Sometimes you want to convert only a subset of the available data. For example, you might want to store each year in a separate XML document. With a few tweaks to the basic code, this is not hard to do. Another possibility is to arrange the data hierarchically, with Agency elements containing Bureau elements, which contain Account elements, which contain Subfunction elements. This is a little more complex, but far from impossible . Or perhaps you want to massage the data while converting it, for example by changing the amounts of thousands of dollars to amounts of single dollars. Or you could do all three, in which case the hierarchy would be arranged something like in Example 4.5.
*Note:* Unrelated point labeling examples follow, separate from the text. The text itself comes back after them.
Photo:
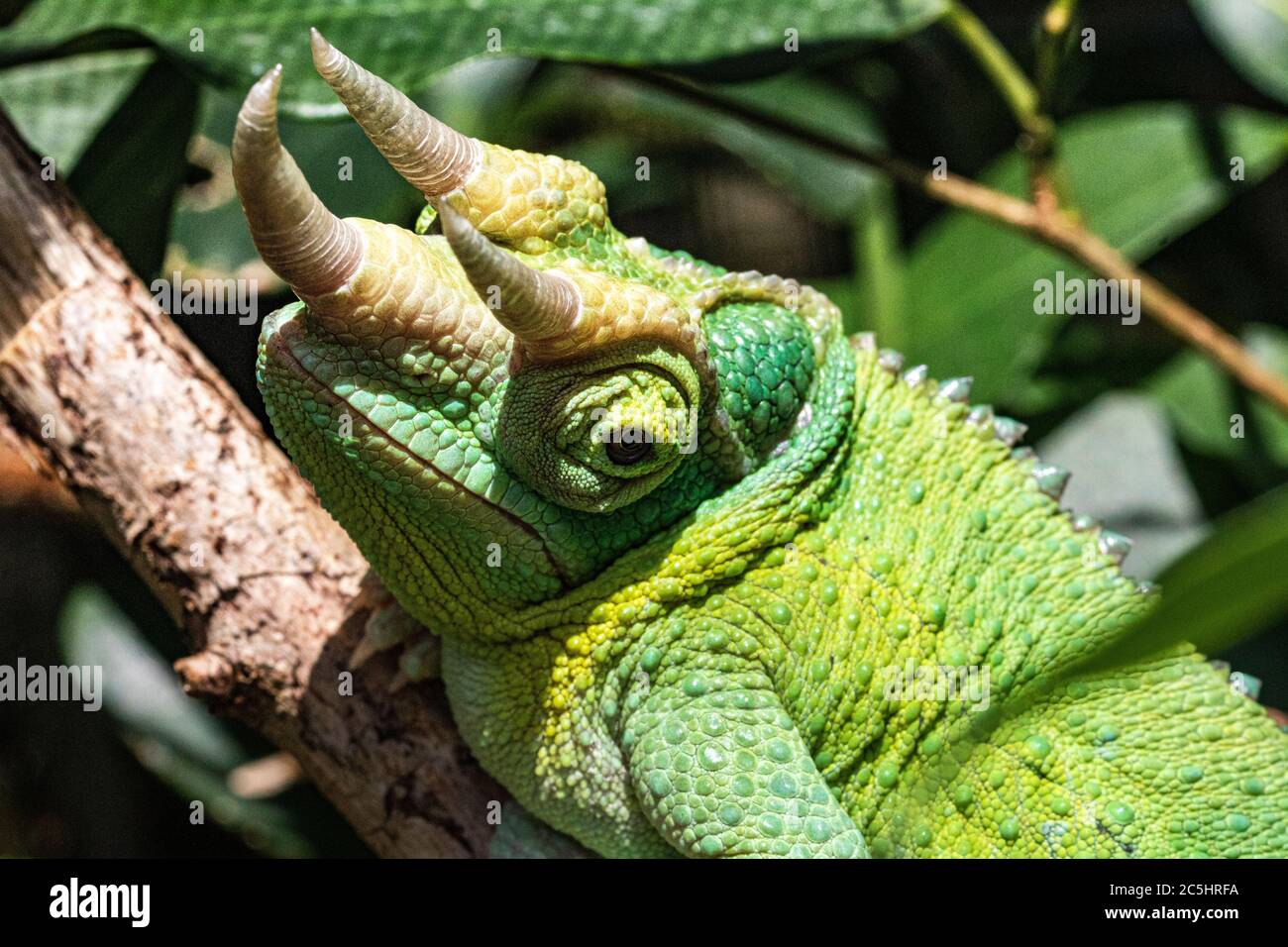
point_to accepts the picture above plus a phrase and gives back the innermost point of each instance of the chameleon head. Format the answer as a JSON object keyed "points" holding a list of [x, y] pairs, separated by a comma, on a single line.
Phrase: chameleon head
{"points": [[501, 402]]}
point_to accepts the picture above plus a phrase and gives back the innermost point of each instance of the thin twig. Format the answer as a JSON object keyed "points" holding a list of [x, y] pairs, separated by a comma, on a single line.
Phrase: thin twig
{"points": [[1057, 232]]}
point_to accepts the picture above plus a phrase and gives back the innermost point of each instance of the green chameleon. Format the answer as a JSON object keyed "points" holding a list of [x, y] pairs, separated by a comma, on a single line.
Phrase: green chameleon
{"points": [[708, 577]]}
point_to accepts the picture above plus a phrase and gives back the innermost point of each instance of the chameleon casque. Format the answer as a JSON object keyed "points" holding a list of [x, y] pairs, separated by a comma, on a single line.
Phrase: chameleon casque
{"points": [[675, 532]]}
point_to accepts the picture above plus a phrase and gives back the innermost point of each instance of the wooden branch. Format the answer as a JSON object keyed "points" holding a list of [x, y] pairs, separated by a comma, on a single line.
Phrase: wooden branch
{"points": [[176, 472], [1035, 222]]}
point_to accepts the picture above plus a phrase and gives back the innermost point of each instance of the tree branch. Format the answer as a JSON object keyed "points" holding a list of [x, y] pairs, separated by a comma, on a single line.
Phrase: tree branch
{"points": [[176, 472], [1056, 231]]}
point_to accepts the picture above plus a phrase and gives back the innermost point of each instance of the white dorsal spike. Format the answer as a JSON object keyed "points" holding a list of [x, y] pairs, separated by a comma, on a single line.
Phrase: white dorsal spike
{"points": [[1051, 479], [1009, 431], [957, 389], [890, 360]]}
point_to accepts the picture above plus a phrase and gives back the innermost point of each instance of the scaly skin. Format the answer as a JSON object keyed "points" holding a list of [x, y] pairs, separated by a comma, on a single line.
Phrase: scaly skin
{"points": [[688, 651]]}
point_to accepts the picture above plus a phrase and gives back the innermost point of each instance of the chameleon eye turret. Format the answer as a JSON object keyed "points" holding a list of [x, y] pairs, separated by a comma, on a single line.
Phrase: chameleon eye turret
{"points": [[299, 239]]}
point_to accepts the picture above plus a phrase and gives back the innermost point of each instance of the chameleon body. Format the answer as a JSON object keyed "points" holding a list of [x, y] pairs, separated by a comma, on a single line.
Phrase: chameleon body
{"points": [[699, 564]]}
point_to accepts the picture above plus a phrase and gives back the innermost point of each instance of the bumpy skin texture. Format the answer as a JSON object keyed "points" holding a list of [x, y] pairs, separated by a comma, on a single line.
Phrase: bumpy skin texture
{"points": [[690, 652]]}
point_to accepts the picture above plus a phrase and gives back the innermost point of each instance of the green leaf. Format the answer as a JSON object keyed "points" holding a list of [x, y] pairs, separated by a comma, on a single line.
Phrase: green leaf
{"points": [[1140, 175], [1224, 590], [1203, 407], [1253, 35], [831, 187], [59, 106], [410, 43], [128, 178]]}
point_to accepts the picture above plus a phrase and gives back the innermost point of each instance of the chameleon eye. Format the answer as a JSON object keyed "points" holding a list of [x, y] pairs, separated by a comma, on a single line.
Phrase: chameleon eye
{"points": [[626, 454]]}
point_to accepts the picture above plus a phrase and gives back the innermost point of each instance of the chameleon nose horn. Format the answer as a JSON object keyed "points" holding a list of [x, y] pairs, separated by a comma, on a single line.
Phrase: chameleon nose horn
{"points": [[432, 157], [537, 307], [299, 239]]}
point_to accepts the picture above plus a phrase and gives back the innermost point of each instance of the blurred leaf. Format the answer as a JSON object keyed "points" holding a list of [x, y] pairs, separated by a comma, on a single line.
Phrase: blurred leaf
{"points": [[1224, 590], [1128, 474], [1201, 399], [59, 106], [1140, 176], [880, 266], [128, 178], [523, 835], [412, 42], [209, 237], [833, 188], [170, 733], [1253, 35]]}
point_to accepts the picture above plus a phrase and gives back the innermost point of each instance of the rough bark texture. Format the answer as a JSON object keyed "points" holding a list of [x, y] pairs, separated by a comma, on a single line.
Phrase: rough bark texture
{"points": [[176, 472]]}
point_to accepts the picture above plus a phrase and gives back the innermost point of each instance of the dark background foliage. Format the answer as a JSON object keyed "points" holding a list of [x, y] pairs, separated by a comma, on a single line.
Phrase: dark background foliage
{"points": [[138, 124]]}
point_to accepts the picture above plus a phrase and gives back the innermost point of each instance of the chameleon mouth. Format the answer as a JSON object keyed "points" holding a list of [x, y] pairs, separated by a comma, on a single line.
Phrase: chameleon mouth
{"points": [[286, 344]]}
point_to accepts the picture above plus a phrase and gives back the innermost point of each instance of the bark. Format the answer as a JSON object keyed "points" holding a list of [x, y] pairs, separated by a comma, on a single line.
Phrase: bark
{"points": [[159, 451]]}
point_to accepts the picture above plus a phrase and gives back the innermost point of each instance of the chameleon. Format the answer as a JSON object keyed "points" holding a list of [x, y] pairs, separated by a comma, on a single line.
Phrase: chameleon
{"points": [[708, 577]]}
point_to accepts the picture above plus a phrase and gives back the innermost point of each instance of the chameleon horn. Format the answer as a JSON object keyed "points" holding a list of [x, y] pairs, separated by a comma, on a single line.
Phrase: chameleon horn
{"points": [[432, 157], [299, 239], [535, 305]]}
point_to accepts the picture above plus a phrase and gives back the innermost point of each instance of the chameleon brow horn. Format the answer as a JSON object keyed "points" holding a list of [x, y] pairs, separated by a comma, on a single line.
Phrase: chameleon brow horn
{"points": [[535, 305], [299, 239], [432, 157]]}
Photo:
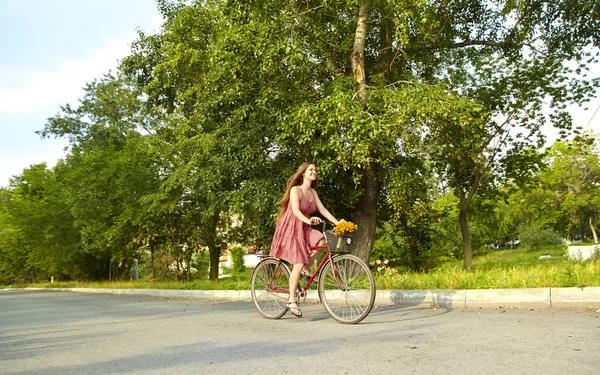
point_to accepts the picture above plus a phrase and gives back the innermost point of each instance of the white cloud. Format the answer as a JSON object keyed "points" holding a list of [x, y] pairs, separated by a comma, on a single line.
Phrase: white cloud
{"points": [[11, 165], [36, 90]]}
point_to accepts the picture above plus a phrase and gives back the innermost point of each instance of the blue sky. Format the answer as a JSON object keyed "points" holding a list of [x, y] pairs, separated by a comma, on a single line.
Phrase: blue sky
{"points": [[49, 49]]}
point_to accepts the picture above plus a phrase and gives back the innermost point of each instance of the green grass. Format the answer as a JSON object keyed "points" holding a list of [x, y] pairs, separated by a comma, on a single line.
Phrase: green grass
{"points": [[500, 269], [565, 274]]}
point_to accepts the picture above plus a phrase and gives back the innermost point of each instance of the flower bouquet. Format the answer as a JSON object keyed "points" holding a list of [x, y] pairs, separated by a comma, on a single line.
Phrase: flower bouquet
{"points": [[342, 231]]}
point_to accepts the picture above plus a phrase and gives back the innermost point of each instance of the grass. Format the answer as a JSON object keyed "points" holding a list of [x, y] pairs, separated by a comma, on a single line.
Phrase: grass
{"points": [[565, 274], [517, 268]]}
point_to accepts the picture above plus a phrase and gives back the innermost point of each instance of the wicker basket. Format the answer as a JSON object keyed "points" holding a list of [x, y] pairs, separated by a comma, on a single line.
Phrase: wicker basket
{"points": [[337, 243]]}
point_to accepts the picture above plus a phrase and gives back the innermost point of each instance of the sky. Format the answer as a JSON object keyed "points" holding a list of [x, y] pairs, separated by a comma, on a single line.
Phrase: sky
{"points": [[49, 49]]}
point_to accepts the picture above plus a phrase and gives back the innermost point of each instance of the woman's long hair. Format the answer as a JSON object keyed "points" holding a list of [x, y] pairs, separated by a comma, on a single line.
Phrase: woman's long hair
{"points": [[295, 180]]}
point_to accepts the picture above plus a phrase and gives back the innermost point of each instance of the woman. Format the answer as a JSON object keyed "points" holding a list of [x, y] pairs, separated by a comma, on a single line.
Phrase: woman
{"points": [[293, 234]]}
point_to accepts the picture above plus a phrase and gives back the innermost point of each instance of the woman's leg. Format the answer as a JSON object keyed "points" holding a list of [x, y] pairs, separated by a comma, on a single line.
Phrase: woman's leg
{"points": [[294, 279], [313, 256]]}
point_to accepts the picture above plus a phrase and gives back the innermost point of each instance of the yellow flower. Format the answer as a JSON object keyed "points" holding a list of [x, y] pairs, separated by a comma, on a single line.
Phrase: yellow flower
{"points": [[345, 227]]}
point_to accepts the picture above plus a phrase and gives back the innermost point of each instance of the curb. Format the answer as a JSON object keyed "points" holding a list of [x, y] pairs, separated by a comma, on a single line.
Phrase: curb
{"points": [[470, 298]]}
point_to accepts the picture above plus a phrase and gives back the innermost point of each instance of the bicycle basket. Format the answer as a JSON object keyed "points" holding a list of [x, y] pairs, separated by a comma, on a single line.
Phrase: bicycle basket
{"points": [[338, 243]]}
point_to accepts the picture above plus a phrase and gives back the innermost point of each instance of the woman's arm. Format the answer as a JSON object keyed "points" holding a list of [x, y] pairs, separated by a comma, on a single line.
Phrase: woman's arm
{"points": [[295, 202], [323, 210]]}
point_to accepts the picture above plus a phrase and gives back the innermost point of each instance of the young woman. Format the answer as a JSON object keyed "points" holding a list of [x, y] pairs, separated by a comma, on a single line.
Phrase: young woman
{"points": [[293, 233]]}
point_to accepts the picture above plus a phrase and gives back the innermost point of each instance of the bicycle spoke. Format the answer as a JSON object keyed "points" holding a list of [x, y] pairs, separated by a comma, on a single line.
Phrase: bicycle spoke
{"points": [[347, 289], [269, 288]]}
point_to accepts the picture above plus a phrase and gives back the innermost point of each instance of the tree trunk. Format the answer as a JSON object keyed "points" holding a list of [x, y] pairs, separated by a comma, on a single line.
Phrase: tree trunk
{"points": [[214, 254], [365, 214], [463, 208], [214, 247], [593, 228], [357, 59], [466, 235]]}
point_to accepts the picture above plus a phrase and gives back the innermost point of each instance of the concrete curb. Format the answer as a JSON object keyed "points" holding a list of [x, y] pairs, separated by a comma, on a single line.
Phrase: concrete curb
{"points": [[470, 298]]}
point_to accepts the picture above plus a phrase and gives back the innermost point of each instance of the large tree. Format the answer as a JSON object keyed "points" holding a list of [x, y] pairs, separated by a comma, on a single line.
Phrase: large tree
{"points": [[363, 86]]}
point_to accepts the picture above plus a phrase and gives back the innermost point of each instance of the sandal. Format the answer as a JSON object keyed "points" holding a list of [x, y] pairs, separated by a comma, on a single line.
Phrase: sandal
{"points": [[308, 275], [294, 310]]}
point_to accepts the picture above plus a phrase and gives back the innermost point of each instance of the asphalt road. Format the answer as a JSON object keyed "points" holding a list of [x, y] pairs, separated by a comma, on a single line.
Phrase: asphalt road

Example 4.5 A Hierarchical Arrangement of the Budget Data
 <?xml version="1.0"?> <Budget year="2001">  <Agency>   <Name>Farm Credit System Financial Assistance Corporation</Name>   <Code>354</Code>    <Bureau>    <Name>Farm Credit System Financial Assistance Corporation</Name>       <Code>00</Code>       <Account>         <Name>Financial assistance corporation trust fund</Name>         <Code>8202</Code>         <BEACategory>Mandatory</BEACategory>         <Subfunction>           <Title>Farm income stabilization</Title>           <Code>351</Code>           <Amount>-1000</Amount>         </Subfunction>       </Account>     </Bureau>   </Agency>   <Agency>     <Name>Department of Education</Name>     <Code>018</Code>     <Bureau>       <Name>Office of Elementary and Secondary Education</Name>       <Code>10</Code>       <Account>         <Name>Reading excellence</Name>         <Code>0011</Code>         <BEACategory>Discretionary</BEACategory>         <Subfunction>           <Title>             Elementary, secondary, and vocational education           </Title>           <Code>501</Code>           <Amount>286000000</Amount>         </Subfunction>       </Account>       <Account>         <Name>Indian education</Name>         <Code>0101</Code>         <BEACategory>Discretionary</BEACategory>         <Subfunction>           <Title>             Elementary, secondary, and vocational education           </Title>           <Code>501</Code>           <Amount>116000000</Amount>         </Subfunction>       </Account>       <!-- more accounts...-->     </Bureau>     <Bureau>       <Name>       Office of Bilingual Education and Minority Languages Affairs       </Name>       <Code>15</Code>       <Account>         <Name>Bilingual and immigrant education</Name>         <Code>1300</Code>         <BEACategory>Discretionary</BEACategory>         <Subfunction>           <Title>             Elementary, secondary, and vocational education           </Title>           <Code>501</Code>           <Amount>460000000</Amount>         </Subfunction>       </Account>     </Bureau>     <!-- more bureaus...-->   </Agency>   <!-- many more agencies... --> </Budget> 

There are two basic approaches to imposing hierarchy on the flat structures we're starting with. One is to build the hierarchy into the Java data structures in memory, enabling these data structures to be output in XML quite simply. The alternative is to leave the data structures flat in memory, but to try to insert the hierarchy as the output code is being written. The latter approach is not too difficult when the data can be sorted easily, but most of the time I find the former approach to be simpler.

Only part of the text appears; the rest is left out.